By Marianne Ryan PT, OCS
Clinical Director MRPT Physical Therapy
It’s New Year’s resolution time, and you want a flat tummy. Do you want to learn safer exercises to flatten your tummy?
In a previous post, we’ve talked about why crunches and sit-ups are not such a good idea and how we need to be careful of exercises that cause downward pressure on our pelvic floor and lower abdominal muscles. Our core muscles are very important, and we need them to be strong to support our backs, help with stability throughout our bodies, as well as maintain normal bladder and bowel control.
So, how can we work out our abdominals safely?
The thing to keep in mind is that we have a few different groups of abdominal muscles. We are trying to avoid strongly activating the top group of muscles. This is the ‘six-pack’ group of muscles. It works when you cough and sneeze, and when you do sit-ups or crunches. It is also guilty of pushing our pelvic floor downwards, eventually causing it to fatigue, and losing it’s “trampoline like” support. Fatigued pelvic floor muscles can not support the internal organs, and will hang loosely like a hammock.
We discussed how your pelvic floor muscles act together with your lower abdominal muscles and how they are supposed to contract automatically at the same time. Instead of doing sit-ups, we are going to teach you how to activate your lower group of abdominal muscles. These deep muscles, called the Transverse Abdominus, wrap around the lower portion of our abdomen and act like a natural corset, attaching onto our spine.
How do we activate this deep set of muscles?
(Note: Please read disclaimer prior to performing exercises)
THE PELVIC-CORE STARTER
First, we have to find them with an exercise that will “activate” or turn on your core muscles.
- Lie comfortably on your back on a firm surface.

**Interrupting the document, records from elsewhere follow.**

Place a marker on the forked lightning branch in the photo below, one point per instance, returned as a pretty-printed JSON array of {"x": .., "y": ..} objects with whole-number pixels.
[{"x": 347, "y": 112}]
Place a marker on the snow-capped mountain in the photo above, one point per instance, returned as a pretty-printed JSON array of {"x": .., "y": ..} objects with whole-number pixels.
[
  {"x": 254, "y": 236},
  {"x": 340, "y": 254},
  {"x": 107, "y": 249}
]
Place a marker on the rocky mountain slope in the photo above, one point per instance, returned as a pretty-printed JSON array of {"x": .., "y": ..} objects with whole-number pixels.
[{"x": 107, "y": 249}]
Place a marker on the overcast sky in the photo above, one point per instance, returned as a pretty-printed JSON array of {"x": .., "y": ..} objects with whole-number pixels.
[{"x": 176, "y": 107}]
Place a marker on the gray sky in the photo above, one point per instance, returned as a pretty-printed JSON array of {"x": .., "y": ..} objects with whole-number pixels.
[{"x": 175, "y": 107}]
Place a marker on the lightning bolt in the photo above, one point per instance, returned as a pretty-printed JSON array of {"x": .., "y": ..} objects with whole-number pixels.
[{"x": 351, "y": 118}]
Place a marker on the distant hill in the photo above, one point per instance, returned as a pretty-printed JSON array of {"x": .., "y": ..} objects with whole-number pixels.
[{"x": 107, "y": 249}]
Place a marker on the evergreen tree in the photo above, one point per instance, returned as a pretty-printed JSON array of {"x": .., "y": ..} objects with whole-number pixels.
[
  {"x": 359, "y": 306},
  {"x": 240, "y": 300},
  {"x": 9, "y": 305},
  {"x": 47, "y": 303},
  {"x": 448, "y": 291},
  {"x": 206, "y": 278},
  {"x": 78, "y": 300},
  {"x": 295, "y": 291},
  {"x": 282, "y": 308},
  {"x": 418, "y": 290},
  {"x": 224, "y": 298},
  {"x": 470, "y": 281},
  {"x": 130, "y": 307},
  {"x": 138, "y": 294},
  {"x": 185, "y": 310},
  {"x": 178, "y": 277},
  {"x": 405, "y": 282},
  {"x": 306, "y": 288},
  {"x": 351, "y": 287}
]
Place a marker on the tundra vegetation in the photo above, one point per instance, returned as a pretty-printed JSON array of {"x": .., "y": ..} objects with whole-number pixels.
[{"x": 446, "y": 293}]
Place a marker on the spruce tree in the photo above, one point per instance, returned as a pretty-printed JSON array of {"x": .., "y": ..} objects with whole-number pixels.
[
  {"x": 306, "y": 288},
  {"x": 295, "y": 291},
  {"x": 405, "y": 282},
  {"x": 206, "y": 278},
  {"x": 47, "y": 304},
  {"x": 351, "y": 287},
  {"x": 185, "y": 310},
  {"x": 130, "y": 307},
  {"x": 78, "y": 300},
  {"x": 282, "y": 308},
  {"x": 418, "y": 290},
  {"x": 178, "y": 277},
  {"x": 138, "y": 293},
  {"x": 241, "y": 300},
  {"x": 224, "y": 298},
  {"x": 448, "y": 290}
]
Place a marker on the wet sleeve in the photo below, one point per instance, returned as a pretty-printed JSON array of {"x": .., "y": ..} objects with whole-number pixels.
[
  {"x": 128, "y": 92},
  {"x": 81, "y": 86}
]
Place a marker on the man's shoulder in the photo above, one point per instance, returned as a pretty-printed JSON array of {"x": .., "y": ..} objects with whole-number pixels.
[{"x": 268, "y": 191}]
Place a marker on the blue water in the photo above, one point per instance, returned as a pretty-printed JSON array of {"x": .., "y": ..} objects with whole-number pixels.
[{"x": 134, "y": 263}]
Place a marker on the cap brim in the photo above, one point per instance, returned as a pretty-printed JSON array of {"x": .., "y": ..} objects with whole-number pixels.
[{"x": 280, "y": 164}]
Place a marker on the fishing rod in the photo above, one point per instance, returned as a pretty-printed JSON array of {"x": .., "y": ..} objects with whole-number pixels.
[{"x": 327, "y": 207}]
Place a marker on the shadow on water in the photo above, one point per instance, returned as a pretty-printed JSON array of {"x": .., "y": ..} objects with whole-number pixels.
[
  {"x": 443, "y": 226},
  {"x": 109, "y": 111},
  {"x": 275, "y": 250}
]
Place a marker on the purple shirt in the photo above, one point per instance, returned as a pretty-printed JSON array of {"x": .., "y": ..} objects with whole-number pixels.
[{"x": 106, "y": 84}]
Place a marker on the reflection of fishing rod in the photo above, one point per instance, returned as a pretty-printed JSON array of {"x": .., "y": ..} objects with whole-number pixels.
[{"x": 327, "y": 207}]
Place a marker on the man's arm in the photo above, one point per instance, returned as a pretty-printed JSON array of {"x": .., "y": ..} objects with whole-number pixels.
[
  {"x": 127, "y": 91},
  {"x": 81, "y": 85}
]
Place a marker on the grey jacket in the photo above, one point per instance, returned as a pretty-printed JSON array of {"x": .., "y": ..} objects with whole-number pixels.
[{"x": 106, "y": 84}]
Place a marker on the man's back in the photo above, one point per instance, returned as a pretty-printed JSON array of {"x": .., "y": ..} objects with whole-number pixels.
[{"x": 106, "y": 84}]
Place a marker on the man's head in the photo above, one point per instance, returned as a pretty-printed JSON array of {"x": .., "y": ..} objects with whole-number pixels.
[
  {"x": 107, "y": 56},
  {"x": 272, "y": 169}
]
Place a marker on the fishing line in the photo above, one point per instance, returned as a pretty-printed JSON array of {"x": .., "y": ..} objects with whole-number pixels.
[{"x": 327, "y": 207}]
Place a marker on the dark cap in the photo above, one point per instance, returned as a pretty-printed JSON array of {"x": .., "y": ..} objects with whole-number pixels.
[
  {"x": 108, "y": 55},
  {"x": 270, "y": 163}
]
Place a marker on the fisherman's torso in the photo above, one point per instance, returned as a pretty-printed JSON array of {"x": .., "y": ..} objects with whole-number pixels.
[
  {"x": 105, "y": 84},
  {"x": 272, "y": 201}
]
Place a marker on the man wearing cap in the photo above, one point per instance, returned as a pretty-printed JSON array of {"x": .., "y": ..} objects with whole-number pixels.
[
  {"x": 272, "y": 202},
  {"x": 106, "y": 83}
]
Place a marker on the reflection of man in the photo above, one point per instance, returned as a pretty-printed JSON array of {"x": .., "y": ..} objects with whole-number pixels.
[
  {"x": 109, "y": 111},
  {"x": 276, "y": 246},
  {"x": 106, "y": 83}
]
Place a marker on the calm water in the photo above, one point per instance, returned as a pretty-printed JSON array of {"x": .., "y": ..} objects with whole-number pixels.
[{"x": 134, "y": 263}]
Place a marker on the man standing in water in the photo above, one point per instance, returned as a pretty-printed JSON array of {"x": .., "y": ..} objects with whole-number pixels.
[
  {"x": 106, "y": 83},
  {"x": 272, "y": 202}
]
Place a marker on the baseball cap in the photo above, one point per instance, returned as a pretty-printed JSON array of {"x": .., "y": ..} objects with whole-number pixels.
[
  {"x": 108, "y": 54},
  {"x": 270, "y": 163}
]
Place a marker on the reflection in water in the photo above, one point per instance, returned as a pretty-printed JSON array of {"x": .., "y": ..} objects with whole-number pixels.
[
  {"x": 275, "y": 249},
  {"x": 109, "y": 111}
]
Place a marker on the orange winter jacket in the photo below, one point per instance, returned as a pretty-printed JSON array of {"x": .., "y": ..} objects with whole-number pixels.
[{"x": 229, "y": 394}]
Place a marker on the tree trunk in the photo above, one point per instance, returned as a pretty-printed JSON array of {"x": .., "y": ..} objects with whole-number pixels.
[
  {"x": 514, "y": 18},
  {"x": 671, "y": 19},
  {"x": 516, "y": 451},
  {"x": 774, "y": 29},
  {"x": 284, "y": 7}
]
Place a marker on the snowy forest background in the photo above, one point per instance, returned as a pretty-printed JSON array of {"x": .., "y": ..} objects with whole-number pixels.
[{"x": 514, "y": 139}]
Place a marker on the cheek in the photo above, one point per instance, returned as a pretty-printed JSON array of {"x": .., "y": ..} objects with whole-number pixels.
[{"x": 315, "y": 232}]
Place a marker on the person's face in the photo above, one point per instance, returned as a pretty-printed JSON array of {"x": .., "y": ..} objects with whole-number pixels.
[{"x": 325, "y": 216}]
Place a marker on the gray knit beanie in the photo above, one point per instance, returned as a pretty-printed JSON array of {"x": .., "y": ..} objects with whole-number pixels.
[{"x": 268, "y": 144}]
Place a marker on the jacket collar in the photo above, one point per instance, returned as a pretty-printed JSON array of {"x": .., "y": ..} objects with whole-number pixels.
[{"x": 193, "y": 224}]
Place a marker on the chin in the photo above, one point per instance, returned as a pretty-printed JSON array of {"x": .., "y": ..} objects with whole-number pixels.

Keep your head relaxed. You may use a low pillow if you like.
- Bend your knees and hips, keeping your feet flat on the ground, hip width apart.
- Make sure you have the normal curve in your lower spine – try sliding your flat hand under your lower back to assure there is a small space.
- Place your hands on the top part of your panty line, just inside your pelvic bones.
- Now, perform a gentle pelvic floor contraction, as if you are trying to stop the flow of 1 or 2 drops of urine. At the same time feel your lower tummy move towards your spine. Keep breathing normally and quietly. Try to hold that contraction for 10 seconds.
- Remember to be gentle! If your head has lifted, then the contraction is too strong – you don’t want to get those upper abdominal muscles working.
Got it? If you’re having trouble, try doing the same thing lying on your side. Let your tummy relax and bulge outwards, keep your hands on the top of your panty line, and feel your tummy gently draw in towards your spine as you perform a pelvic floor contraction.
Now, when you have the idea, work up to doing 10 of these in a row, with a 20 second rest in between each contraction.
When you can do 10 of these muscle activations in a row, you are ready to move on to something a little more difficult:
- Again, lying comfortably on your back with your legs straight.
- First contract your deep abdominal muscles by doing the “pelvic-core starter” exercise (above). Place your hands on your panty line and feel your lower tummy drawing in towards your spine. Keep your hands there to monitor control, don’t let your pelvis wiggle.
- Keeping that contraction, slowly slide one heel along the ground towards your buttock, until your knee is bent at a right angle and then slowly back down again.
- Make sure you don’t wiggle your pelvis and maintain the normal curve in your lower back!
- Repeat with the other leg.
- Do this 10 times on each leg and work up to 3 sets of 10.
Well done! You are now well on your way to a strong core, the safe way!